Here’s the vital number that inspired my retirement and this post: During my final year teaching, all classes were obliged to test for more than 20% of the school year — two benchmark tests, PARCC (the year of two, separate administrations), unit tests prepared by an outside consulting firm, and weekly quizzes designed by departments to prepare students for the unit tests. That left 36 * 0.8 = 28.8 weeks available for instruction, except the number was actually smaller. We had to go over MAP test results with students, devote time to PBIS behavioral support plans, and all those nitty gritty little extras that suck minutes at odd moments.

Instead of trying to stuff 240 days’ (48 school weeks) worth of knowledge into 28 weeks of available time, this nation desperately needs to abandon remotely concocted, utopian master plans and, instead, hand control back to the classroom teacher.

(Let’s be clear: The Common Core standards work poorly in academically-disadvantaged communities. teaching that much content effectively would require more than the full 36 weeks of a school year. In a mere 28 weeks, even the most gifted teachers and students have a snowball’s chance in hell.)

Eduhonesty: Sometimes nobody’s listening. Various school and government leaders keep pushing for testing right now and somehow we have to get their attention. We have to pull the lever that will send this train off the track. Because the train must be derailed. We have been throwing students off the train for decades anyway, straight into ravines off bridges set so high that no one can see the bottom in the mists below. Lost kids? We’ve lost so many as our tests and standards hammered children, children who were sometimes happy to dive out that train window or fill out the high school early exit forms.

I favor channeling Martin Luther King Jr. and Mahatma Gandhi. We can be peaceful. We can behave like civilized, sensible parties in this ongoing dispute over the urgent requirement for megatons of data dynamite. Not everyone has to stay home to make opting out work. All we need are ENOUGH students out eating ice cream and watching Netflix. As the numbers of students who opt out grows, the reliability and validity of test results falls. We no longer know if the population we are measuring reflects the population as a whole.

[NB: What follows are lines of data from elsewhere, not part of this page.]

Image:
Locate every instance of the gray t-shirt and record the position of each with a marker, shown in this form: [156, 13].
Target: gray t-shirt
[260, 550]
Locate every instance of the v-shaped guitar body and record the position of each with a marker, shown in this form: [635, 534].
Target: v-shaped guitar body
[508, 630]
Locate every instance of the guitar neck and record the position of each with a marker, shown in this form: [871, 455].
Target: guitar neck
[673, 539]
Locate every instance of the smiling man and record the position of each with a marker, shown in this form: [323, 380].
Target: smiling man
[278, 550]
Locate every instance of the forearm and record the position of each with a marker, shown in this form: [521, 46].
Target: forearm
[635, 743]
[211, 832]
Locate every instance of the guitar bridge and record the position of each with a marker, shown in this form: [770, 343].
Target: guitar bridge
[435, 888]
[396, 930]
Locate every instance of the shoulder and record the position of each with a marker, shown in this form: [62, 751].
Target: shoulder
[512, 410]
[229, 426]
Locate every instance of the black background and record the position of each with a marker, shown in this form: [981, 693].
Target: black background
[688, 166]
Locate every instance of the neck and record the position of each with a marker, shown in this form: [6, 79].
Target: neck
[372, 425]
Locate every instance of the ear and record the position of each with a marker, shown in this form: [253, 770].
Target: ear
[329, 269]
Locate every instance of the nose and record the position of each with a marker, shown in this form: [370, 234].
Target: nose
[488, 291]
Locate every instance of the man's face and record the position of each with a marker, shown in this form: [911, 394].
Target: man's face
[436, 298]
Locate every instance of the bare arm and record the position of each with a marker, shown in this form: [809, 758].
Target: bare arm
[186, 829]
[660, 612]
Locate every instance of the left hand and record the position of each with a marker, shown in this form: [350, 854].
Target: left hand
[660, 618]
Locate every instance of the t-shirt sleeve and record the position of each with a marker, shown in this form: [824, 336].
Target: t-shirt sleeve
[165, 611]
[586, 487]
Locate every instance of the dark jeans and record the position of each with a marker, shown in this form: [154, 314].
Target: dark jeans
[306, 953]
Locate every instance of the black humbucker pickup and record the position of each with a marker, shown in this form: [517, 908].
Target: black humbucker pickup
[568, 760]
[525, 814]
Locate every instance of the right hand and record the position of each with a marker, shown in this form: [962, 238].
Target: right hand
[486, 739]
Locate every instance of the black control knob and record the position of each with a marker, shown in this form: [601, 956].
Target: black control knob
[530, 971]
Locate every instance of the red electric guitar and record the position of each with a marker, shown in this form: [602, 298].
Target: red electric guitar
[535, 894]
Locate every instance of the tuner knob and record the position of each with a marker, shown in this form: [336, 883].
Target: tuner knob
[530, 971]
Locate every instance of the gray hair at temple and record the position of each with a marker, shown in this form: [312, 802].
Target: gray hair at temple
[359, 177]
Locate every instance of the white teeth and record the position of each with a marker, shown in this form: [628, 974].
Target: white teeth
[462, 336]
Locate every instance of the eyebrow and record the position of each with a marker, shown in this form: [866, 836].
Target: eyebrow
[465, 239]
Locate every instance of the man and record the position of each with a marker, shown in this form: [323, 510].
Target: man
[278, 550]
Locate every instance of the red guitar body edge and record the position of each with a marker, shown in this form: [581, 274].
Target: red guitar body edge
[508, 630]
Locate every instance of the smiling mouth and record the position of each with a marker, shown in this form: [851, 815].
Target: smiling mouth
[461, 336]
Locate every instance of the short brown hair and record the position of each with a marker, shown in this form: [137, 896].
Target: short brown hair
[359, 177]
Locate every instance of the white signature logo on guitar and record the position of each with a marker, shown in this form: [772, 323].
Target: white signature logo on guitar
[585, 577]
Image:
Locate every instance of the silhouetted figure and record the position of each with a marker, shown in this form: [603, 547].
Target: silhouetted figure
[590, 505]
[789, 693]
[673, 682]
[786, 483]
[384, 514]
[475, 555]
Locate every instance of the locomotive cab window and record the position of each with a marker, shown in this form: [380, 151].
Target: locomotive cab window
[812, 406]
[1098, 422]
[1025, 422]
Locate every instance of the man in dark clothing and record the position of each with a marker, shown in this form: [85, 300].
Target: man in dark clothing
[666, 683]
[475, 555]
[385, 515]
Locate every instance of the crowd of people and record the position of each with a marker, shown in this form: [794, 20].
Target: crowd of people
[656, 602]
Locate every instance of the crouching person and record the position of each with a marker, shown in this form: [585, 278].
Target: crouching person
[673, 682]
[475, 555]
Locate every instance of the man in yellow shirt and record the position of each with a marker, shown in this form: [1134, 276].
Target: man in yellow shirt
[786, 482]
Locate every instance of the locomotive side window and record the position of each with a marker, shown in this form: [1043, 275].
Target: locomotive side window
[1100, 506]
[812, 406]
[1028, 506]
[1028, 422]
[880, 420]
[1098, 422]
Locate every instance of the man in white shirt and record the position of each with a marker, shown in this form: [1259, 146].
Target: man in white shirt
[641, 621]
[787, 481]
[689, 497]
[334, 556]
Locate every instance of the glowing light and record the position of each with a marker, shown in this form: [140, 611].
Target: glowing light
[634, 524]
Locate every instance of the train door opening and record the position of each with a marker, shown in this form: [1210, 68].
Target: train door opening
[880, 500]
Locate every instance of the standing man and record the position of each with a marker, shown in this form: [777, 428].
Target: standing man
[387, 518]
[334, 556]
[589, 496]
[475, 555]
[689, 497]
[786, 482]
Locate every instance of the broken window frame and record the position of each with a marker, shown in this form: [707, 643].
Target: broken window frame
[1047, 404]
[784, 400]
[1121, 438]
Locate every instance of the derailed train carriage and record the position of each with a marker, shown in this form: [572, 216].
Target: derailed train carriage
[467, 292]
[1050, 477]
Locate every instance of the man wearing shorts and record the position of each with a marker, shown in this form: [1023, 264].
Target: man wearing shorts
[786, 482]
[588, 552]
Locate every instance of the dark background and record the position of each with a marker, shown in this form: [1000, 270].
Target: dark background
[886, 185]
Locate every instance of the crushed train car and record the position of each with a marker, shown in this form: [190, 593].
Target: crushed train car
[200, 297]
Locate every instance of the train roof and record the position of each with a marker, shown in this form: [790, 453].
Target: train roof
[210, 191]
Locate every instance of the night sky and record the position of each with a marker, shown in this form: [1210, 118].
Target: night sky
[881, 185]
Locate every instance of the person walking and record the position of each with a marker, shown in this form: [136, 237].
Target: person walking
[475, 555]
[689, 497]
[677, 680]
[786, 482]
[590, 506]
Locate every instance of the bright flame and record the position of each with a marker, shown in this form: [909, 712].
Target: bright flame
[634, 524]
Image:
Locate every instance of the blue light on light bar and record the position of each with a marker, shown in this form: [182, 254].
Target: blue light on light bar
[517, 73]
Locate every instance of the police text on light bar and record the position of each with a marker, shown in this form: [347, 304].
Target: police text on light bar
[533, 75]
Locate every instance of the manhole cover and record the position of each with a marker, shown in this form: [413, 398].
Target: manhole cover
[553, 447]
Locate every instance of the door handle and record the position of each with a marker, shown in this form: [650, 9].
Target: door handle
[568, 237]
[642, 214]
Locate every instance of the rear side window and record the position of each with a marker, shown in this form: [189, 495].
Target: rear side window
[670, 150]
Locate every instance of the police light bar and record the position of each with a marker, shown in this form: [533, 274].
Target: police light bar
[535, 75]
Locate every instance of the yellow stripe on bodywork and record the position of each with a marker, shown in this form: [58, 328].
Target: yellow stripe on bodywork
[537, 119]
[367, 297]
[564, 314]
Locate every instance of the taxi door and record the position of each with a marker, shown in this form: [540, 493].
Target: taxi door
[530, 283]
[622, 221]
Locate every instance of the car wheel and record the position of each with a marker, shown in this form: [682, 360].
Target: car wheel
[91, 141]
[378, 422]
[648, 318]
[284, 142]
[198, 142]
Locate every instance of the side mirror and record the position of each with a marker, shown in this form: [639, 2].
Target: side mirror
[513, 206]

We can destroy the usefulness of the data. Once we do, those tests should be relegated back to their old status of a useful exercise in intelligence gathering, rather than the purpose of a whole year’s worth of instruction.

We must do this. I know I sound like a gouged, repeating piece of vinyl on an antique record player, but here’s one more repetition of my driving theme: These tests are clobbering kids psychologically.

Maybe my readers are not having my classroom experience. Not all kids are taking a hard hit. Children who test well tend to do alright, for example. But many children do not test well. Anxious and academically-deficient kids feel especially beaten up by our spring rite of passage. I believe state achievement tests certainly form part of the rising problem of anxiety disorders in children today.

Sobering numbers have been masked by the pandemic. COVID numbers have taken over the news, leaving large issues in footnotes. Here’s one such number: “According to the National Institutes of Health, nearly 1 in 3  of all adolescents ages 13 to 18 will experience an anxiety disorder. These numbers have been rising steadily; between 2007 and 2012, anxiety disorders in children and teens went up 20%.” (Anxiety in Teens is Rising: What’s Going On? – HealthyChildren.org; Anxiety and depression in children: Get the facts | CDC)

These annual tests are also responsible for today’s pie-in-the-sky curricula. In many locations, predetermined curricula demand that kids learn what may be 48 weeks of work in only 28 weeks of school. That’s impossible for all but extraordinarily gifted kids. The result? If the tests themselves don’t put cracks in kids’ psyches, that curriculum death march can do the job all by itself. Schools that try to cover the entire content of the test by spring may simply be moving much too fast for either retention or comprehension.

Please, please, please. Reader, do you have children? Grandchildren? Don’t let them take those annual spring achievement tests.